Dil Devrimi Nedir, Tarihi, Tarihçesi, Hakkında Bilgi

DİL DEVRİMİ

Türkçenin Tanzimat döneminden başlayarak sürdürülen sadeleştirilme hareketleri İkinci Meşrutiyet’ten sonra Türkçülük akımının etkisiyle yoğunlaştırılmıştı. Yabancı kelimelerden arınmış Türkçeyi savunan yazarlar Türk Derneği, Genç Kalemler ve Türk Yurdu dergileri çevresinde toplanmıştı. Ziya Gökalp Türkçülüğün programını tespit ederken Türkçenin sadeleştirilmesi için izlenecek ilkeler üzerinde de durmuştu. Bu hareketler Cumhuriyet döneminde geliştirilerek devrim alanları arasında dil konusuna da yer verilmesini sağladı. Yazi Devrimi gerçekleştirildikten (1928) sonra bir sûre Maarif Vekaleti’nde kurulmuş Dil Encümeni dil sorunu üzerinde de durdu. Türkçe sözlüğün hazırlanması, Türkçe terimler meydana getirilmesi konuları üzerinde 1932’den itibaren Türk Dil Kurumu geniş ölçüde durdu. Dilden bütün yabancı kelimelerin uzaklaştırılmasıyle ilgili bütüncü görüş bir ara yerini Güneş-Dil Teorisi’ne bıraktı. Orduda Türkçe terimlerin geniş ölçüde kullanılmağa başlanmasını ortaöğretimde Türkçe terimlerin kullanılması izledi.

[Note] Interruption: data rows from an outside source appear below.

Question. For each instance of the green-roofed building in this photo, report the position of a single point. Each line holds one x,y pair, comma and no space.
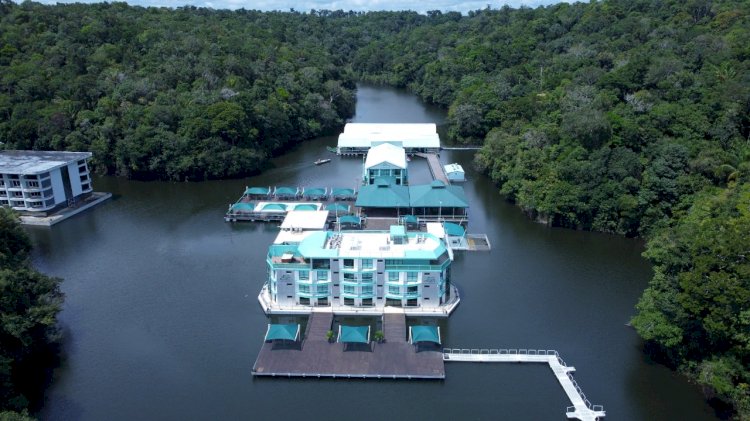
438,199
315,193
283,193
383,198
361,269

Teşkilâtı Esasiye Kanunu’nun Anayasa adını alması ve Türkçe terimlere dayandırılması (1945) kanun ve resmî yazışma dilinin de özleşmesine olanak verdi. Demokrat Parti yönetimi sırasında Anayasa metninin eski şekli kabul edildi (1952); fakat 1960 hareketinden sonra kanun ve resmî yazışma dilinde özleştirme yolu tutuldu. Dilden bütün yabancı sözcüklerin uzaklaştırılmasını amaç edinen yazarların (Fuat Köseraif) anlayışını Cumhuriyet döneminde en etkili biçimiyle Nurullah Ataç sürdürdü. Dil Devrimi’ne karşı hareketler (İstanbul Muallimler Biriiği’nin dil kongreleri, Kubbealtı Cemiyeti’nin çalışmaları v.b.) etkili olmadı. Dil Devrimi’nln etkileri bütün bilim ve teknik alanlarını kapsadı.